5) Unplug the power: There are several instances when unplugging the power to a tool is a good idea. The most obvious one should be when maintenance is being performed. Maintenance could be changing out a blade or bit, removing dust and debris from the tool, recalibration, etc. A good rule to keep in mind is to unplug the tool anytime your hands are on the tool and not a work piece (wood). Other examples of when to keep your tools unplugged is when your workspace is damp or uninsulated to reduce the risk of electrical shock, when kids or shop visitors are present to avoid accidental engagement, when you're absent in the shop for a long period of time to safeguard against unwanted events. Remember to make sure the switch is in the off position when you plug up the tool.

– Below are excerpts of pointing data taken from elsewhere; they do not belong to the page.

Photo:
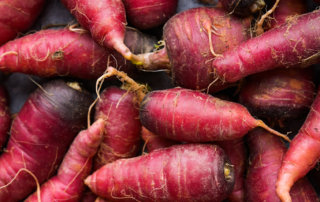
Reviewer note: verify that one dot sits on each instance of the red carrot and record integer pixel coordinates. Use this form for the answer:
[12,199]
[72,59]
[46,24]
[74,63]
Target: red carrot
[191,116]
[266,154]
[154,141]
[58,52]
[296,42]
[4,116]
[68,184]
[17,16]
[280,94]
[303,152]
[170,174]
[105,20]
[236,151]
[149,14]
[40,135]
[193,39]
[119,109]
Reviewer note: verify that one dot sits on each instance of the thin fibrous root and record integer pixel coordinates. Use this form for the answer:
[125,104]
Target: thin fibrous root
[259,29]
[128,83]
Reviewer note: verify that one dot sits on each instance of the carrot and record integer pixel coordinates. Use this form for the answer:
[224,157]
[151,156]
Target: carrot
[105,20]
[295,43]
[149,14]
[242,7]
[287,9]
[193,39]
[266,154]
[68,184]
[40,136]
[191,116]
[58,52]
[236,151]
[17,16]
[4,116]
[280,94]
[170,174]
[119,109]
[154,141]
[303,153]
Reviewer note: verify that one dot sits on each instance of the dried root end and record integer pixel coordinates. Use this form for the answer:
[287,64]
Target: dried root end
[267,128]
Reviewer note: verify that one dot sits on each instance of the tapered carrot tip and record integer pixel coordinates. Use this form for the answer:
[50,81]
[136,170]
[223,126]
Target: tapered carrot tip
[283,193]
[267,128]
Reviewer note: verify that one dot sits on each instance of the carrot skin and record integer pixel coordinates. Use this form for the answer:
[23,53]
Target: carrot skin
[303,152]
[279,93]
[17,16]
[149,14]
[266,155]
[154,141]
[191,116]
[58,52]
[236,151]
[171,174]
[187,43]
[5,119]
[295,43]
[75,167]
[119,109]
[40,136]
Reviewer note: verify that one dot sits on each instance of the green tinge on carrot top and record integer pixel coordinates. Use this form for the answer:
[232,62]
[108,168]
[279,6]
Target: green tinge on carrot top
[264,126]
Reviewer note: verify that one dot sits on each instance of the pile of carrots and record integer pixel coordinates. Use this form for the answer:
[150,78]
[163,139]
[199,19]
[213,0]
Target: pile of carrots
[239,121]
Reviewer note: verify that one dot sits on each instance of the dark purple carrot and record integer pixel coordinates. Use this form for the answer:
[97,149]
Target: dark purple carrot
[68,184]
[266,154]
[191,116]
[120,111]
[242,7]
[236,151]
[149,14]
[295,43]
[193,39]
[58,52]
[17,16]
[4,116]
[303,152]
[281,94]
[170,174]
[154,141]
[40,136]
[287,9]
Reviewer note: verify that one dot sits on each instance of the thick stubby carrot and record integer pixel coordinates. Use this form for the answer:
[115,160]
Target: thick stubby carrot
[149,14]
[105,20]
[193,39]
[295,43]
[242,7]
[17,16]
[68,184]
[58,52]
[280,94]
[40,136]
[191,116]
[236,151]
[4,116]
[266,154]
[120,111]
[170,174]
[154,141]
[303,152]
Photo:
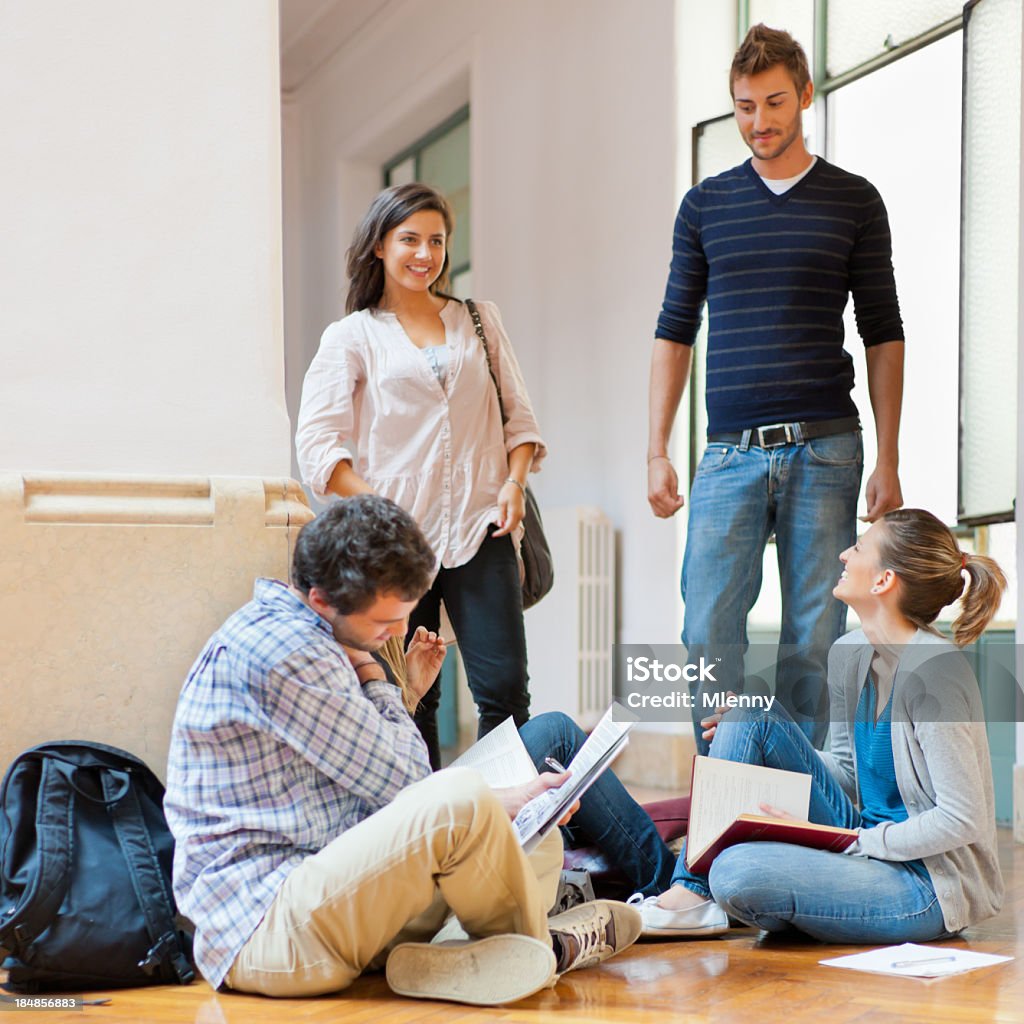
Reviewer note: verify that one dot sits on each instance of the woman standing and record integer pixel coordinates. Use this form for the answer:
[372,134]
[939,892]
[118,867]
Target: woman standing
[398,400]
[908,766]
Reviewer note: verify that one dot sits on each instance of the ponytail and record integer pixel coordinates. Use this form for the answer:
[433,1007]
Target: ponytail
[930,566]
[984,592]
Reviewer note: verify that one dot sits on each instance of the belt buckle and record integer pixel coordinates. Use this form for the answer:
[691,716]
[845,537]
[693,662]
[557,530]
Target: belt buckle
[774,435]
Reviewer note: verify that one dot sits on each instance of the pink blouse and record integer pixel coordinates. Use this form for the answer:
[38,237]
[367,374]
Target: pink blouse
[371,396]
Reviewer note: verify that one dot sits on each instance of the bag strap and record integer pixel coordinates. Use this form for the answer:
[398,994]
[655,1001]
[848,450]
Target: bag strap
[478,326]
[146,877]
[45,891]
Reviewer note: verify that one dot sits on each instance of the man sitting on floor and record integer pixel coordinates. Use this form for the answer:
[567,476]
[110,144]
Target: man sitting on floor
[608,817]
[312,843]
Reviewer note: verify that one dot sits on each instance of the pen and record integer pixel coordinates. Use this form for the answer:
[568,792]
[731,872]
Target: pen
[931,960]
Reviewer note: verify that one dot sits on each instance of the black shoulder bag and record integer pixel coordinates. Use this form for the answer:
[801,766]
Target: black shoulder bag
[539,568]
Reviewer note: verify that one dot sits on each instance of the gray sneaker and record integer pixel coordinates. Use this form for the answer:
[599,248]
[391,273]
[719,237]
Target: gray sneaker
[482,972]
[592,932]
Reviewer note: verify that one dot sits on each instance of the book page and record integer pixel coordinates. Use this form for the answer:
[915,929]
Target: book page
[602,745]
[723,790]
[500,757]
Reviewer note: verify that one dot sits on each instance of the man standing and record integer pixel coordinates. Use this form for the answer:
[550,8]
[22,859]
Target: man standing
[311,842]
[775,247]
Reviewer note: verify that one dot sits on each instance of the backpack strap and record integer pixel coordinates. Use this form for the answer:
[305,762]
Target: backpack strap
[45,892]
[146,878]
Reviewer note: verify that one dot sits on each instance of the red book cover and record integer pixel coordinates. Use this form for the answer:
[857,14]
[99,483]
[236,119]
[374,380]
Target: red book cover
[755,827]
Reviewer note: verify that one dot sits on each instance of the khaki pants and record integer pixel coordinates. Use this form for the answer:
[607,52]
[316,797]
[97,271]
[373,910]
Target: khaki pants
[443,846]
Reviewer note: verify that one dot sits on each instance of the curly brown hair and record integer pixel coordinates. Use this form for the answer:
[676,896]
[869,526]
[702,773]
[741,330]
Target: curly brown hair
[388,210]
[764,48]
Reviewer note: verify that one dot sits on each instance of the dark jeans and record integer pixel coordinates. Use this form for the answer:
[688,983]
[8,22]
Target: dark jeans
[483,599]
[608,817]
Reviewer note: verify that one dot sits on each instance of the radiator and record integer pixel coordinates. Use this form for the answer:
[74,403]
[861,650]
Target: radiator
[569,634]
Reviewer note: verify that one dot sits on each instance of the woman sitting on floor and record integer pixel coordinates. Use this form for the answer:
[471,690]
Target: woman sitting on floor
[908,766]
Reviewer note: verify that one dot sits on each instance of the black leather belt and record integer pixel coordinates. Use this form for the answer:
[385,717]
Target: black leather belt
[776,434]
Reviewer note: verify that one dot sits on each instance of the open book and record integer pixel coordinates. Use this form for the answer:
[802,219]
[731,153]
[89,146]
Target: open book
[502,759]
[725,809]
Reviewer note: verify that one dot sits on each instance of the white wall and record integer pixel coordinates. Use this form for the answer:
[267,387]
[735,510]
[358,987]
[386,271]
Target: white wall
[140,266]
[572,164]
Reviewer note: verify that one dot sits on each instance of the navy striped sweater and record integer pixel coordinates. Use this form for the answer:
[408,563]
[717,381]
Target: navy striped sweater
[776,271]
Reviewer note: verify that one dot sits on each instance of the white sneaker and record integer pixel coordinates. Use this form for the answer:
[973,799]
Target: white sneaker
[693,922]
[592,932]
[482,972]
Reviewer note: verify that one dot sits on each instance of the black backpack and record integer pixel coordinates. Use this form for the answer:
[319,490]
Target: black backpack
[85,872]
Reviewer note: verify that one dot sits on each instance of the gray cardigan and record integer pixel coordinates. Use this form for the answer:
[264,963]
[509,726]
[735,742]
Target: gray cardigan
[943,770]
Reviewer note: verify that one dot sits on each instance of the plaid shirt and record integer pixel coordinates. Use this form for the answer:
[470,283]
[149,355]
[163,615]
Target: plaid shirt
[275,751]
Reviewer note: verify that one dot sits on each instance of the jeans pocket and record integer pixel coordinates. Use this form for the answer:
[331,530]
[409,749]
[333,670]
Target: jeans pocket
[837,450]
[716,457]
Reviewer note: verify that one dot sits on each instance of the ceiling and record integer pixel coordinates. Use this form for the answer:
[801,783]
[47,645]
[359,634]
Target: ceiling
[312,30]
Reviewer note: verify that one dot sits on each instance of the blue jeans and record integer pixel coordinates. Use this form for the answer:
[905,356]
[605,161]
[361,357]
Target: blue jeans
[608,817]
[833,897]
[806,494]
[483,599]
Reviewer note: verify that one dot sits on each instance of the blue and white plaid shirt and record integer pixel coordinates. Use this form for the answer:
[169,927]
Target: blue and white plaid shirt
[276,750]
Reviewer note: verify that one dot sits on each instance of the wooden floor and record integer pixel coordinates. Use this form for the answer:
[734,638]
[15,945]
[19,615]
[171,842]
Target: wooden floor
[739,977]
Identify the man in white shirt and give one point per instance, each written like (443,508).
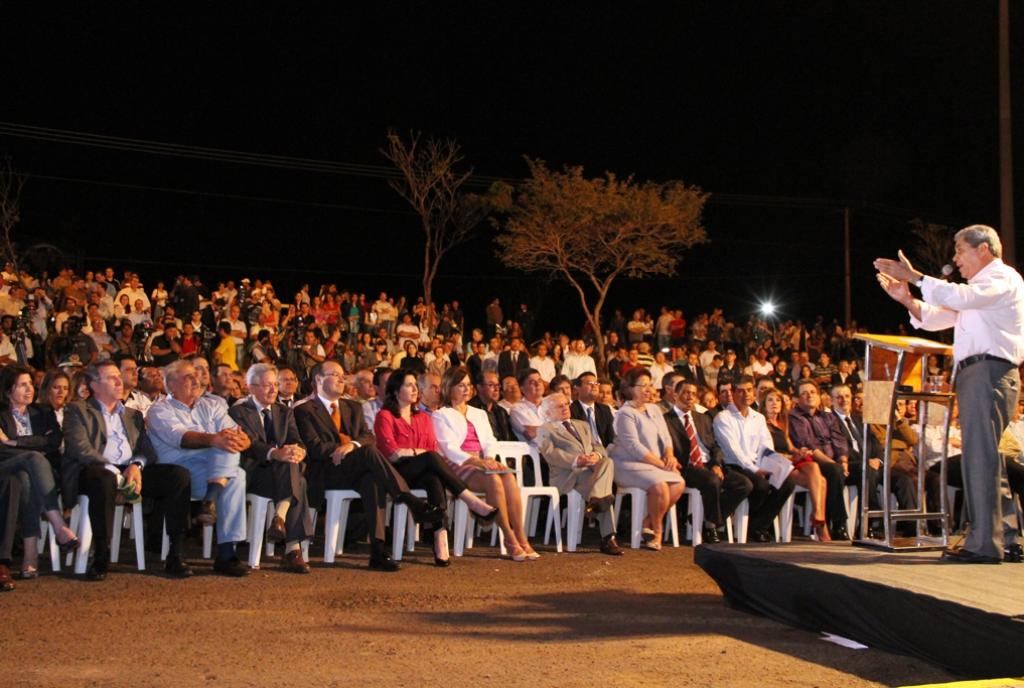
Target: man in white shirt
(525,415)
(987,314)
(742,434)
(543,363)
(578,361)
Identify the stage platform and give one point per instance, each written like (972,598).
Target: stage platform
(967,617)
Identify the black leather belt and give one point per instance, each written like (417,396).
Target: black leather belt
(970,360)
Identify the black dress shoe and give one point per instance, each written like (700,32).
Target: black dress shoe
(207,513)
(383,563)
(422,511)
(177,568)
(610,547)
(231,567)
(294,563)
(962,556)
(6,582)
(98,566)
(380,558)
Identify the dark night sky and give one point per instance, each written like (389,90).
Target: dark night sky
(891,103)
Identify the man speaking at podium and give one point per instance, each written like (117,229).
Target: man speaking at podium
(987,314)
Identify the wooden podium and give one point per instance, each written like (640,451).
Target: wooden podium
(895,368)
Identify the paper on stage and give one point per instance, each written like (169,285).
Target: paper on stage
(777,467)
(844,642)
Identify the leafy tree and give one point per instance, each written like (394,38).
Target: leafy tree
(592,231)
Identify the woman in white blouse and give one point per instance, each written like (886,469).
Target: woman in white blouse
(464,434)
(643,454)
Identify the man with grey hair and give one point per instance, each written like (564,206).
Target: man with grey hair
(194,430)
(577,462)
(273,462)
(987,314)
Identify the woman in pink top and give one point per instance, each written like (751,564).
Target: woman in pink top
(464,434)
(406,437)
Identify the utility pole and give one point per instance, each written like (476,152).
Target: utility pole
(1007,232)
(846,266)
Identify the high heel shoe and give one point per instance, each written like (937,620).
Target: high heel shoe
(820,531)
(487,517)
(438,561)
(68,547)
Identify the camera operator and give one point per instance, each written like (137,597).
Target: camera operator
(166,347)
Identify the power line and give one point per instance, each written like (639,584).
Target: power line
(385,172)
(235,197)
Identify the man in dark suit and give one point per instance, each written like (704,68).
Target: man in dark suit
(691,370)
(704,467)
(512,361)
(488,391)
(587,407)
(342,455)
(104,441)
(273,463)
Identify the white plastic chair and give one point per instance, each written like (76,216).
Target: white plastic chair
(83,530)
(260,518)
(335,520)
(638,509)
(517,450)
(695,511)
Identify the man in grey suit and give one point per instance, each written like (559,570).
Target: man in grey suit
(105,443)
(579,463)
(274,462)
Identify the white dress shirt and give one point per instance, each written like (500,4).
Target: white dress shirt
(742,438)
(987,312)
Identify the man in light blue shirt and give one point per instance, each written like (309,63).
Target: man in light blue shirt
(194,430)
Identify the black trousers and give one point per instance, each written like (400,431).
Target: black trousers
(279,480)
(835,502)
(39,489)
(367,471)
(720,497)
(10,492)
(167,484)
(429,472)
(765,501)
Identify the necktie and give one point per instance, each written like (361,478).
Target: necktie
(853,434)
(593,425)
(271,438)
(568,426)
(691,434)
(336,417)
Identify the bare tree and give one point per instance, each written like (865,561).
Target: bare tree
(592,231)
(431,183)
(10,215)
(935,245)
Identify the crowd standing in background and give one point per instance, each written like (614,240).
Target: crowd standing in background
(208,391)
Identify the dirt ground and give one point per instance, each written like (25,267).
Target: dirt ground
(566,619)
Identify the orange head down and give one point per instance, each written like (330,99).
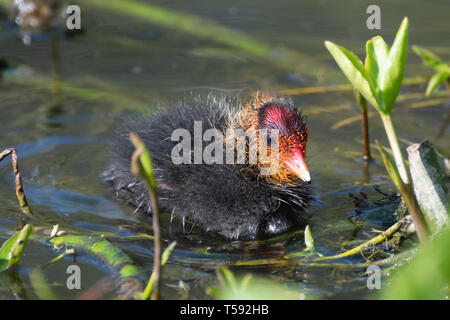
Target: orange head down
(278,115)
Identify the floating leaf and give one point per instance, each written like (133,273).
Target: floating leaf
(391,73)
(429,175)
(12,249)
(103,249)
(354,71)
(251,288)
(377,53)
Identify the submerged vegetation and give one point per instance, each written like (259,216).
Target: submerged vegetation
(284,262)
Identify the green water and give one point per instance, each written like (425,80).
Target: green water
(127,62)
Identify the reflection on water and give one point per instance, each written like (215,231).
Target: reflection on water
(123,64)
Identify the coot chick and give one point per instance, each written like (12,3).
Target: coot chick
(229,197)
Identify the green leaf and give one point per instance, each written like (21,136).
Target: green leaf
(391,73)
(309,240)
(436,81)
(430,59)
(354,70)
(377,53)
(104,250)
(12,249)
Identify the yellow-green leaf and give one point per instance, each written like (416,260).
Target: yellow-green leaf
(12,249)
(377,53)
(354,71)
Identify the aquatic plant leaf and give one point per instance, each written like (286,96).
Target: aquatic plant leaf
(309,240)
(12,249)
(164,258)
(251,288)
(354,70)
(430,59)
(377,52)
(427,276)
(141,163)
(104,250)
(391,73)
(436,80)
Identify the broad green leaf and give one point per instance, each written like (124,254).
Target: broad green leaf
(391,73)
(309,240)
(436,81)
(377,53)
(12,249)
(430,59)
(252,288)
(103,249)
(354,71)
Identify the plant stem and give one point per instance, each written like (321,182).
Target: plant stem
(157,241)
(24,207)
(393,141)
(403,185)
(365,125)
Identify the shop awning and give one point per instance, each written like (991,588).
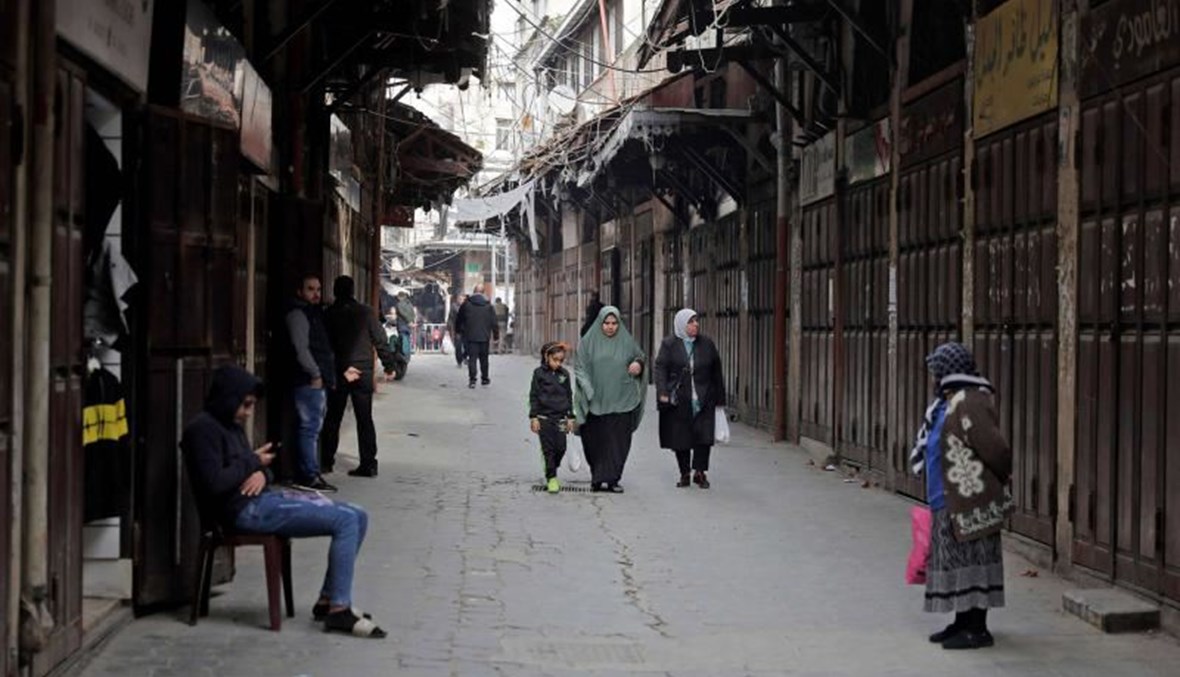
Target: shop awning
(650,125)
(431,162)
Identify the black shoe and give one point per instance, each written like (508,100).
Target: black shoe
(944,633)
(969,639)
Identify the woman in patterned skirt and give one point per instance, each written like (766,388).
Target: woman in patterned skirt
(968,464)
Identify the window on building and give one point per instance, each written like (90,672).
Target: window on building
(937,38)
(503,135)
(615,22)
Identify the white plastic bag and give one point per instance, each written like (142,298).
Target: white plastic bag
(574,458)
(720,426)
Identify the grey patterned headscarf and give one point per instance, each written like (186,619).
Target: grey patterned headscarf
(951,359)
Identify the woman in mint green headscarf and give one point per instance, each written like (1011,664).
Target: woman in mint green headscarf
(609,398)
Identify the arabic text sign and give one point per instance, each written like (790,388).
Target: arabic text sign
(817,170)
(1127,39)
(1015,64)
(867,152)
(116,33)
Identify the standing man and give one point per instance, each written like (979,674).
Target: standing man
(354,333)
(314,375)
(502,320)
(477,324)
(460,349)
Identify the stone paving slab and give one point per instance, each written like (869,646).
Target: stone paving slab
(780,569)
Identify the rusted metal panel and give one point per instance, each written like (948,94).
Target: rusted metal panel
(1171,475)
(7,335)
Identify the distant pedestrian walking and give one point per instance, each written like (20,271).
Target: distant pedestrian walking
(502,321)
(354,332)
(689,387)
(478,327)
(551,409)
(610,395)
(592,309)
(460,349)
(968,465)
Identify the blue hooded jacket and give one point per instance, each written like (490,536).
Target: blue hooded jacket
(217,453)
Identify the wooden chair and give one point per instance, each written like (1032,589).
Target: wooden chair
(277,554)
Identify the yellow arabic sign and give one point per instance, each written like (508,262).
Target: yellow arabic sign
(1015,64)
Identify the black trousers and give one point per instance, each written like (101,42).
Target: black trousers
(477,350)
(460,350)
(552,445)
(361,394)
(695,459)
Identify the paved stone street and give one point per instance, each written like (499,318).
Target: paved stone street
(779,569)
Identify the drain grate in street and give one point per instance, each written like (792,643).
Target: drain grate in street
(574,488)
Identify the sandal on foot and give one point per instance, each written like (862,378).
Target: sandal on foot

6) Lighting: Always use good lighting when working with any tool. Never try to use a hand held light fixture while operating a power tool. Good lighting is very important to be able to see the work piece you're working on to avoid misjudgment and accuracy.

7) Never start the blade touching the work piece: When cutting a piece of wood, always start the blade then work the blade into the work piece or the work piece into the blade. If the blade is started on or touching the work piece you could experience kickback, which could result in serious injury. Always use push sticks or push blocks when possible to reduce risk of injury.

8) Cleanliness: It is a good idea to clean up scrap material and return all the tools back to their designated places after every project. This practice is a good idea for several reasons; A) You know where everything is for the next phase or project. B) It keeps the work area clean and clear of clutter that otherwise could cause someone to trip or fall. C) It helps us stay motivated to keep working and creating.

9) Know where the first aid kit, fire extinguisher, and exit is located: Every wood shop should have a fire extinguisher in plain sight and and a first aid kit available. In an event someone or something needs attention you'll know where to look. Also, knowing where the exits are in a shop or building will be important information to know if fire becomes an issue. Also keep in mind others that work around you that might need assistance in an emergency.

10) Never operate power tools under the influence: Never use drugs or alcohol while operating power tools. Impaired vision and judgment could increase the risk of injury.